'Green Paintings in July' 2017
‘There is a Shadow in the doorway under the trees’ 2017, oil on canvas,190cm x 120cm $2900
This series of paintings explores sites I have visited over the previous eight months. In a conversation with Alexandra Lawson recently we discussed how one work leads into another as one body of paintings is continually morphing into fresh works of newly imagined scenes. Alexandra made the observation that one painting informs the next and the next in a continuous evolution of ideas. This has proved to be an important realisation as it directs me toward a better understanding of how my visual narrative is constructed. One painting becomes a point of departure toward another.
Graeme Sullivan suggests that,
‘The meanings that artists make from their imaginative investigations are not only collected from their encounters with things around them but they are also created in response to their experiences. That is what is unique about the inquiring mind of artists, for they create new understandings from what we don’t know, which profoundly changes what we do know’ (2005, p.12).
The investigation of personally situated knowledge through my arts practice allows me to not only develop ideas but to articulate my experiences as a direct reaction to the landscape through the subsequent making of art. It instils my practice with meaning.
In Green Paintings in July I am responding to daily encounters with place. The sites I visit or pass through and the involvement I have from moment to moment and from place to place inform my work in an endless progression. It reminds me of looking out the window at the landscape as you travel down the highway. It’s all a bit of a blur with movement but every now and then a tree or a scene catches your eye and makes your eye pause and it enters you.
While my personal focus is on the relationship between environment/landscape and the act of painting, my peers each hold their own individual paths of enquiry and response that help them make sense of their worlds. My practice is a deeply personal metaphor for my life knowledge. Experiences, memories and encounters all translating into paintings of the landscape.

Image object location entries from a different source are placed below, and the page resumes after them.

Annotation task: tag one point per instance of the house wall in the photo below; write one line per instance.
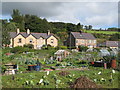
(40, 42)
(71, 41)
(86, 42)
(34, 41)
(11, 43)
(16, 39)
(55, 41)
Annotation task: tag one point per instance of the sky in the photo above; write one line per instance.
(97, 14)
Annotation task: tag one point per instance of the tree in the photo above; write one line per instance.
(90, 27)
(5, 37)
(79, 26)
(86, 27)
(82, 48)
(11, 26)
(18, 18)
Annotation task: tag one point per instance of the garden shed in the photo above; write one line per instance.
(104, 52)
(61, 54)
(11, 69)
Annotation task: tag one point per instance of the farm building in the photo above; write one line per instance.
(104, 52)
(11, 69)
(60, 54)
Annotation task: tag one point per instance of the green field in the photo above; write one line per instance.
(49, 81)
(30, 79)
(102, 32)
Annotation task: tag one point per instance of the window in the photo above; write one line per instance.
(76, 41)
(19, 40)
(89, 41)
(52, 40)
(82, 41)
(94, 41)
(31, 40)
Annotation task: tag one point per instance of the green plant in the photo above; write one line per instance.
(19, 49)
(82, 48)
(31, 46)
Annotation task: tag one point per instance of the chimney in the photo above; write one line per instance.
(18, 30)
(28, 31)
(48, 32)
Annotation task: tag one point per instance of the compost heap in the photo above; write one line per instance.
(63, 73)
(84, 82)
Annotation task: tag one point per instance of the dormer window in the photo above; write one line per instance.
(31, 40)
(19, 40)
(52, 40)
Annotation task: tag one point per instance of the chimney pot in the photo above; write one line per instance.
(48, 32)
(18, 30)
(28, 31)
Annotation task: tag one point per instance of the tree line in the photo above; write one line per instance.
(37, 24)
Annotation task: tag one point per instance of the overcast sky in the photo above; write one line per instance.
(97, 14)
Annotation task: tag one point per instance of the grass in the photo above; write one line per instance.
(102, 32)
(20, 79)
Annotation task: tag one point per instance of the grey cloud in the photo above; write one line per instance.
(42, 9)
(99, 14)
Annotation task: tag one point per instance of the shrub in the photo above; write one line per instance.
(19, 49)
(61, 47)
(31, 46)
(83, 48)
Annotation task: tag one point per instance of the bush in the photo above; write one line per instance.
(19, 49)
(83, 48)
(31, 46)
(61, 47)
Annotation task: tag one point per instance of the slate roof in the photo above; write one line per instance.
(79, 35)
(36, 35)
(112, 43)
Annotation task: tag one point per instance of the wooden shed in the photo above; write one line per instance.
(61, 54)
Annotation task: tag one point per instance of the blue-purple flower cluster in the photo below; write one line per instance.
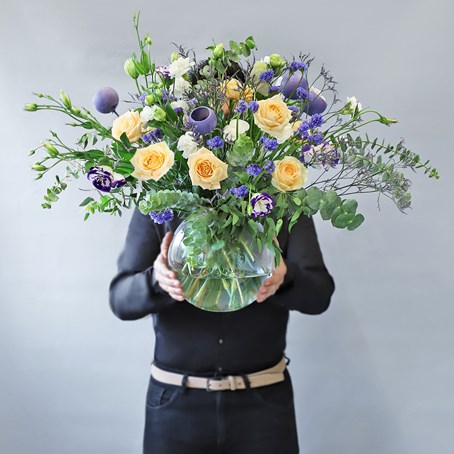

It is this world first observed and subsequently imagined and re-imagined that is what interests me with respect to my studio practice. The world that I am immersed in as a painter of the Australian landscape is defined by not only the importance of place to my personal narrative but also the connections that exist through memory and my family to places that I have known during my lifetime. It is also significant as an environment where I have found solitude and a sense of belonging. It is the space from which I have subsequently drawn inspiration for self-expression through mark-making/painting. It may not always be green but the landscape is mine to paint and I actively seek landscape moments to keep me from slipping under the waves.